I like live coding. Here, I said it.
Daslang is built for it, its in the DNA. Games had it from pretty much the get go. Edenspark has it.
Even raw daslang sort of had it with the live.das. Kind of. But we can do better.
As part of 0.6.1 (which is gonna be first week of April) daslang-live executable will be there, next to the regular dalang executable.
Or you can check it right now - clone master, build, run.
There are accompanying modules, and tones of examples. Even couple of reasonably implemented games like ‘arcanoid’ and ‘sequence’.
More importantly, this is what your app should do - from the get go. Sadly, it’s app specific - so I can’t just provide you with “make it awesome” function,
which does it for you. But I can provide you with an example of such integration - and thats the 2nd purpose for daslang-live. It’s small enough,
and will arrive fully commented and documented.
Here are some things your game needs to handle, to support live coding - apart from the obvious ability to reload and recompile, without restart.
- be able to do full restart automatically. because things will get broken to the point, where it has to restart.
- handle broken state from script not compiling, and be able to reload after it’s fixed
- handle broken state from script failing with exception - and clear all the data it could have potentially corrupted
- persist data between reloads - either in the global storage, or by keeping scripts stateless
- handle multiple instances of the app running - or block it
You would also want an MCP server, if AI is doing some of your live codding.
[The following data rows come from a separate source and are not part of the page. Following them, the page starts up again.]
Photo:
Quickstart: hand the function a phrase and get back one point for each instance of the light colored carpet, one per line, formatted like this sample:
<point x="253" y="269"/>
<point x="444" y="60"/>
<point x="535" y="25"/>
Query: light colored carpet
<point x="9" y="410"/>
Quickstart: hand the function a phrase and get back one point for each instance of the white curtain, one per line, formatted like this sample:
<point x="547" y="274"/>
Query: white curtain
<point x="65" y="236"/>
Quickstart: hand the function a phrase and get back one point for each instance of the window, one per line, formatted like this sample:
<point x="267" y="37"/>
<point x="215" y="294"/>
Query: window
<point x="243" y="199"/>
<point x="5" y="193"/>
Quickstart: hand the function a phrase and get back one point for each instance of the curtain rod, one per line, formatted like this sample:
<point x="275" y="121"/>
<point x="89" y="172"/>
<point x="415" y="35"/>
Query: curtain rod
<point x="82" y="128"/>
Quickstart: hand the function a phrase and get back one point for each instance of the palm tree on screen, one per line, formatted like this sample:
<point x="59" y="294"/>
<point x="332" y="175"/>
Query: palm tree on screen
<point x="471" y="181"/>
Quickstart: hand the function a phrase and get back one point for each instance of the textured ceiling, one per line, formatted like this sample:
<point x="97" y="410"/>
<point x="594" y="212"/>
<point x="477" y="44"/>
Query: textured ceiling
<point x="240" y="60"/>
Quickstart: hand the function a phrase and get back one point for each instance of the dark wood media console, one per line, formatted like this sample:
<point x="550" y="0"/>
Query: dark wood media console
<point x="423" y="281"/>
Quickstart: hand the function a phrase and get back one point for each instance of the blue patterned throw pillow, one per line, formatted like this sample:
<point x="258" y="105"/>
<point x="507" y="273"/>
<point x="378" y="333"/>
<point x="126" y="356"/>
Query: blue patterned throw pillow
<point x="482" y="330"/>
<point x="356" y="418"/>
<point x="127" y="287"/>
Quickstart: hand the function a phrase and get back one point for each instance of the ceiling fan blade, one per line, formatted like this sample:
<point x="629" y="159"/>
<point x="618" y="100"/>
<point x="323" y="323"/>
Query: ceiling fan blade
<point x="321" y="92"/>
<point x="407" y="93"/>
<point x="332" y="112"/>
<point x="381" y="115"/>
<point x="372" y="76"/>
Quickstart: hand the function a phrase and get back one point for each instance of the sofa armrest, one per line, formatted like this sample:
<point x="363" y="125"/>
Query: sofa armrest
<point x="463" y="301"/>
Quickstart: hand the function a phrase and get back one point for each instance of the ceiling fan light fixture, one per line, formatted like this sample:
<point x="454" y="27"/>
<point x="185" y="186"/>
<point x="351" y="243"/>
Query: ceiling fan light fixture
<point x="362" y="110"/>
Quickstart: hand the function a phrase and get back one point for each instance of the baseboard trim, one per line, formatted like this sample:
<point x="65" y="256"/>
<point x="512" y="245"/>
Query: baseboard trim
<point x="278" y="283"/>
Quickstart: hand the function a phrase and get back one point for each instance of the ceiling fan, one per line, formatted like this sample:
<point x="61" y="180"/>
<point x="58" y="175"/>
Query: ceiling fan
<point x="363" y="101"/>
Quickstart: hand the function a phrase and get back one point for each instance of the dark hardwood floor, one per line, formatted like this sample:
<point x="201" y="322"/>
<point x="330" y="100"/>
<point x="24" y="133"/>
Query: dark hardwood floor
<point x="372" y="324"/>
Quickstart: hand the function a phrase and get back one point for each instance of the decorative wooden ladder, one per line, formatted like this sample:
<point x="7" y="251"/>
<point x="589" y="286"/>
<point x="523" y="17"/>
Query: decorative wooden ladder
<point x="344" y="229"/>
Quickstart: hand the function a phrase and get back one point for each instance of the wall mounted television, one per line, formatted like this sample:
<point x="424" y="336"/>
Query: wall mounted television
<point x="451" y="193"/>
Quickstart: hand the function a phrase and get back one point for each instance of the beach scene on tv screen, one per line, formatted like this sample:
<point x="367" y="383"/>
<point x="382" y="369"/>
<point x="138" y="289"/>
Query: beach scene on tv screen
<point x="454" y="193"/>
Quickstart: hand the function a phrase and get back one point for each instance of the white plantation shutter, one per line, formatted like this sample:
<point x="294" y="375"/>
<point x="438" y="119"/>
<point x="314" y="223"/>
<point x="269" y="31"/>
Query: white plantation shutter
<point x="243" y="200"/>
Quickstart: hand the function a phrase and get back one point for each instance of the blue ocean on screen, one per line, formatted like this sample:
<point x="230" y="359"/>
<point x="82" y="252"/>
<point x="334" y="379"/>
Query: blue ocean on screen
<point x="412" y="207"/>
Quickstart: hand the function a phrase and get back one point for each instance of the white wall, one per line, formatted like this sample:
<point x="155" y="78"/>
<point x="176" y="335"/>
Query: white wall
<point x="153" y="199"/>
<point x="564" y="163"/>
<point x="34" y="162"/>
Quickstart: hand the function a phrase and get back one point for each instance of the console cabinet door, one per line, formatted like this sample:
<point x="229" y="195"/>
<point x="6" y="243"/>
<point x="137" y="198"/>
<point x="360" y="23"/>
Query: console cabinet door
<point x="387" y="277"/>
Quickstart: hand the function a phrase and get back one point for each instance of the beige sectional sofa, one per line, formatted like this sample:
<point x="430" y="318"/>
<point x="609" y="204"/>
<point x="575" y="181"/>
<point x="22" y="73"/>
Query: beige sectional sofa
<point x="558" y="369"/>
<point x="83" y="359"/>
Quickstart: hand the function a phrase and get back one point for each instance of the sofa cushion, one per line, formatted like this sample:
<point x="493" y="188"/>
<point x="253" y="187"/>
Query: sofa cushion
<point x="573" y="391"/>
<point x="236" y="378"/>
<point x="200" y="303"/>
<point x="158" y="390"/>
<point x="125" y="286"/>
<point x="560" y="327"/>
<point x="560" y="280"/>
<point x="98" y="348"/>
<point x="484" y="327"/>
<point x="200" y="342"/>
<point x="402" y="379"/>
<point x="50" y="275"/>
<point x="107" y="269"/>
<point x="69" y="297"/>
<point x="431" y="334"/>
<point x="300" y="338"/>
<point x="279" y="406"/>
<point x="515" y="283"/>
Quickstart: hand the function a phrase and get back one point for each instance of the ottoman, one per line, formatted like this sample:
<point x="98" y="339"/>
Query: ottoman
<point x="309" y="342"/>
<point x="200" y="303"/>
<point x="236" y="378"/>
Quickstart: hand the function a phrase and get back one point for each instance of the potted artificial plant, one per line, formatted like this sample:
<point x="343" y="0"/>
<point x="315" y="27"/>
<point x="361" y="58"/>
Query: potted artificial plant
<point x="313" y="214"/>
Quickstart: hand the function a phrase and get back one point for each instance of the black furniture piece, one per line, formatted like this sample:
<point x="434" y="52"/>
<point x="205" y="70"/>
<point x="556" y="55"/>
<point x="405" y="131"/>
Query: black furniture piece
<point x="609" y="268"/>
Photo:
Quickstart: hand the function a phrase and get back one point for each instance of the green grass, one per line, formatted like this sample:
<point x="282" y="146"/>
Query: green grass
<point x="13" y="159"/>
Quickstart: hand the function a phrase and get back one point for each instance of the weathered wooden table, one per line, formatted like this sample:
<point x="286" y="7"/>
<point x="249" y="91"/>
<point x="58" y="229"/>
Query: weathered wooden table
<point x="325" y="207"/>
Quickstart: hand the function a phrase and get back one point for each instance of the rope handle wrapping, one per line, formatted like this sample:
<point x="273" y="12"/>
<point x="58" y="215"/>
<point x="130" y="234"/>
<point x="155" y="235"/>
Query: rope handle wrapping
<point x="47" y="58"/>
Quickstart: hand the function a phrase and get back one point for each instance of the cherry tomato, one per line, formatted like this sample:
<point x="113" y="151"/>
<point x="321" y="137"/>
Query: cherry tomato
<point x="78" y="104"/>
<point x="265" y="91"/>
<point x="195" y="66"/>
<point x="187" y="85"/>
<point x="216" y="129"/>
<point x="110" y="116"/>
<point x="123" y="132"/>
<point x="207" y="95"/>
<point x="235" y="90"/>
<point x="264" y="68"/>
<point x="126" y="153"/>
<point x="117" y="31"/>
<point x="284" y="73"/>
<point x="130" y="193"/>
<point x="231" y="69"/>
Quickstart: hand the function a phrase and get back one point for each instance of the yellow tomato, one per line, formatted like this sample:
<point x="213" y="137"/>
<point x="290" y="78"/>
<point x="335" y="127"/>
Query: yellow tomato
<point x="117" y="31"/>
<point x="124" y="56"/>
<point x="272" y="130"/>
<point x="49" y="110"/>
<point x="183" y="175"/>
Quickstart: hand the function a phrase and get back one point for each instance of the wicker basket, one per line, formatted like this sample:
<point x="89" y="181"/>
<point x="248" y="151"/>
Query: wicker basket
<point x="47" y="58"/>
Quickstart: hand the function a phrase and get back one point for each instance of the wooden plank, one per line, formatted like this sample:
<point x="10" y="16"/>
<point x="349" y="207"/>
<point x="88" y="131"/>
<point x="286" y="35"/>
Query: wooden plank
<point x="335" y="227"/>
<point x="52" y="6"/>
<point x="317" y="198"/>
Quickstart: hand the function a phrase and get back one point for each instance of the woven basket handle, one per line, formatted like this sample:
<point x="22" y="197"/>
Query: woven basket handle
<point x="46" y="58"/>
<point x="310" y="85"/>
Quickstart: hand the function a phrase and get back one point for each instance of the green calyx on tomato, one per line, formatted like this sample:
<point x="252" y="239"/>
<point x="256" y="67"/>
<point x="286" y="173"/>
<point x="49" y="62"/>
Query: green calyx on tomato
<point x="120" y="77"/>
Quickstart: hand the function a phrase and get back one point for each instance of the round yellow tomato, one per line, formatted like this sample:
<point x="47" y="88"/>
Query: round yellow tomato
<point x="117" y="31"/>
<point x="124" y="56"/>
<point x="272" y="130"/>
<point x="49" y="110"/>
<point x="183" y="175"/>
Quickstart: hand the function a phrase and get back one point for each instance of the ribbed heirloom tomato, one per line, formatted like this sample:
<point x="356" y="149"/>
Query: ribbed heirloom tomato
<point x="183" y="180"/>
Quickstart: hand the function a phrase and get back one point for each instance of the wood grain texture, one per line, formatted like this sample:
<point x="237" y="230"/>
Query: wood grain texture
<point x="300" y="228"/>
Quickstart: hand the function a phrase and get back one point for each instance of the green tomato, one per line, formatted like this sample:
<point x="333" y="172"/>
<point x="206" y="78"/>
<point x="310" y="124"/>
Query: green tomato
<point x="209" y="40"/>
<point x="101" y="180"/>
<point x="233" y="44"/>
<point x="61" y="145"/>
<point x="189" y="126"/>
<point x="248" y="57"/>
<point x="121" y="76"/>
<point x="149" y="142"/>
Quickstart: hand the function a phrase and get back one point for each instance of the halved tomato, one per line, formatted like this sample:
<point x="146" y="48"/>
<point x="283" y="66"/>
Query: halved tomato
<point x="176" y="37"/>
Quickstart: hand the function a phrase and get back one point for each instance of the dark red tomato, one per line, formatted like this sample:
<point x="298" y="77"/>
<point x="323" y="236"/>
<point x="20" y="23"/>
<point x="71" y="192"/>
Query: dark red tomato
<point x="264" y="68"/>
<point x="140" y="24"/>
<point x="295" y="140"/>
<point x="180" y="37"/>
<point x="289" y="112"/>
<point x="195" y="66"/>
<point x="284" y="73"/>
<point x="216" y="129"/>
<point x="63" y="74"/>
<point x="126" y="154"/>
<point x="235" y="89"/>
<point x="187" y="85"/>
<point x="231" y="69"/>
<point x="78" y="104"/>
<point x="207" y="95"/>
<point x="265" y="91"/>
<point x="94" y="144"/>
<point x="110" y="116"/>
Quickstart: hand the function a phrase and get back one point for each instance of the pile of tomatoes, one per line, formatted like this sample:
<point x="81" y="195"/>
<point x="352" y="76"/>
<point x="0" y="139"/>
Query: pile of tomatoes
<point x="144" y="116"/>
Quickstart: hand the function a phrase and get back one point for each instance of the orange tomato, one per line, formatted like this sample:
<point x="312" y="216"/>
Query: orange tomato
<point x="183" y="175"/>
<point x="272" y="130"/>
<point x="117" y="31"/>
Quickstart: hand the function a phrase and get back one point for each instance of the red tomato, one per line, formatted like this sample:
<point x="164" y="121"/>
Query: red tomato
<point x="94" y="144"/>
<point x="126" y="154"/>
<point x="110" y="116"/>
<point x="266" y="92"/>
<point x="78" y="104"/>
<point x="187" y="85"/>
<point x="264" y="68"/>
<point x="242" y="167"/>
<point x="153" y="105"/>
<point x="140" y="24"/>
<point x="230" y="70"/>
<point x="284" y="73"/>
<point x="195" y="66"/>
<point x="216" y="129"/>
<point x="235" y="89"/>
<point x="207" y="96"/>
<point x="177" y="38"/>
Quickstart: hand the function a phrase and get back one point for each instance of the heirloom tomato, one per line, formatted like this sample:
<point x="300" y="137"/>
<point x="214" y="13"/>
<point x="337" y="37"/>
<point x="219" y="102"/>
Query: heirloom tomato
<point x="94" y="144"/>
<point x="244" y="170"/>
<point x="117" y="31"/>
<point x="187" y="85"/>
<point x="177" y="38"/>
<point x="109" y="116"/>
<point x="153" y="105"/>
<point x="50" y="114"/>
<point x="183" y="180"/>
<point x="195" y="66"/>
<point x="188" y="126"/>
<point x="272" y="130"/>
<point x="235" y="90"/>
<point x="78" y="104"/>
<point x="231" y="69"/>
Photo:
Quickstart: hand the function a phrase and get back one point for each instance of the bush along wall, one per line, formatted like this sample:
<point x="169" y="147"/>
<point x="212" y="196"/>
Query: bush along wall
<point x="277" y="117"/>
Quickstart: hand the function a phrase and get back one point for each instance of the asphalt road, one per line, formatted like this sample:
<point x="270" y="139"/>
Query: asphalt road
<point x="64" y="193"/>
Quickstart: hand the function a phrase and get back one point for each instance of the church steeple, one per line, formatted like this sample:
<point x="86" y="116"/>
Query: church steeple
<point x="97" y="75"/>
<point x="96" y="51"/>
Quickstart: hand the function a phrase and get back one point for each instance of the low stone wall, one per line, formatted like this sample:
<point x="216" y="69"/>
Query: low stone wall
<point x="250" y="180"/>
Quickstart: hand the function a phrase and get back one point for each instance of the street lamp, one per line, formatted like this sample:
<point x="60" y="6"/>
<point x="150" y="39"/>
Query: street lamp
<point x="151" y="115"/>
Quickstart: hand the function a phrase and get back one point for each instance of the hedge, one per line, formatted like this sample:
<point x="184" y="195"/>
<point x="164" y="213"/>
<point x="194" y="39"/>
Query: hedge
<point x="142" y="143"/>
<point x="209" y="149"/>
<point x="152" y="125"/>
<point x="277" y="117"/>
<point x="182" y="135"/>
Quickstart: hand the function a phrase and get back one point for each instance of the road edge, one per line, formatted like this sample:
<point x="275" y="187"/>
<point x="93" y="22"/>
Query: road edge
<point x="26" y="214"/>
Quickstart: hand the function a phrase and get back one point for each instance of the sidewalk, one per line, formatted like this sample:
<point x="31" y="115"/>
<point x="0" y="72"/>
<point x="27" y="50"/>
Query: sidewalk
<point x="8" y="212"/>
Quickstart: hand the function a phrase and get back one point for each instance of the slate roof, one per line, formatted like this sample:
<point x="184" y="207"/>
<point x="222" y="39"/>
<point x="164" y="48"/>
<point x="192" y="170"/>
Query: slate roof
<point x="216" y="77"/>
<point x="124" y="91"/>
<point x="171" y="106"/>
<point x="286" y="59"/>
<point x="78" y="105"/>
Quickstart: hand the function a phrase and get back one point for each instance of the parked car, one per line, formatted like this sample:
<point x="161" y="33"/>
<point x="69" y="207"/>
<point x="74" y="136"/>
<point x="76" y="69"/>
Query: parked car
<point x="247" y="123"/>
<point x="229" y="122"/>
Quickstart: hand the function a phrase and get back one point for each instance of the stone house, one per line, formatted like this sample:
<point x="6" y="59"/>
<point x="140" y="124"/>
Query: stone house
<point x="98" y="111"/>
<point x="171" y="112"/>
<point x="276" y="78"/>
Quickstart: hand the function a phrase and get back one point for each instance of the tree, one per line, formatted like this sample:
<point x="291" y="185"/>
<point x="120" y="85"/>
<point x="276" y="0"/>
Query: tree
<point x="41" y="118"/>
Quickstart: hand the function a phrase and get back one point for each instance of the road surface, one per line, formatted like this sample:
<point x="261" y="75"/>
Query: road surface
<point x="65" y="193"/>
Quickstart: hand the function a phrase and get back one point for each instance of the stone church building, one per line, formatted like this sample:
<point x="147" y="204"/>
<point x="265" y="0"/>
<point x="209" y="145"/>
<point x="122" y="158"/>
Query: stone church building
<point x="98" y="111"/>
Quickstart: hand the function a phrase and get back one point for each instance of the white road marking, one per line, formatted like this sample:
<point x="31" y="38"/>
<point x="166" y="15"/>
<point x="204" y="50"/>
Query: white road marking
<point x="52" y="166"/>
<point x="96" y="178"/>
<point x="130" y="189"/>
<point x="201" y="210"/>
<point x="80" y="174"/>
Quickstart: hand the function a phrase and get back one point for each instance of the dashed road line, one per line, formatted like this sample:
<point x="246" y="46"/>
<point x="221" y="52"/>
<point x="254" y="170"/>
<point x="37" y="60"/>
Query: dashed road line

To me it kept forgetting how to talk to the app.
There are more considerations - like the rest of the app needs to handle reloads gracefully. Once you start live-coding, you’ll know all about it.
Because it will fail, crash, get into states which require full reloads, or worse.
The way I approach it, I treat live-ability as very high priority. If I’m live codding, and something in the process failed - I fix it,
till it survives those errors - and allows them to be addressed live.
I’d like to get to the point, where I start with black screen in the morning, and end up with the game at the evening - without having to restart or crash once.
It’s not there yet, but it’s getting pretty close.
Obviously, its not just for the games. I’ve tried it with the REST API development, MCP plugin itself, few bigger projects.
The robustness it adds to the system is an icing on the cake. Its like testing your app 100% of the time, in the real world scenarios.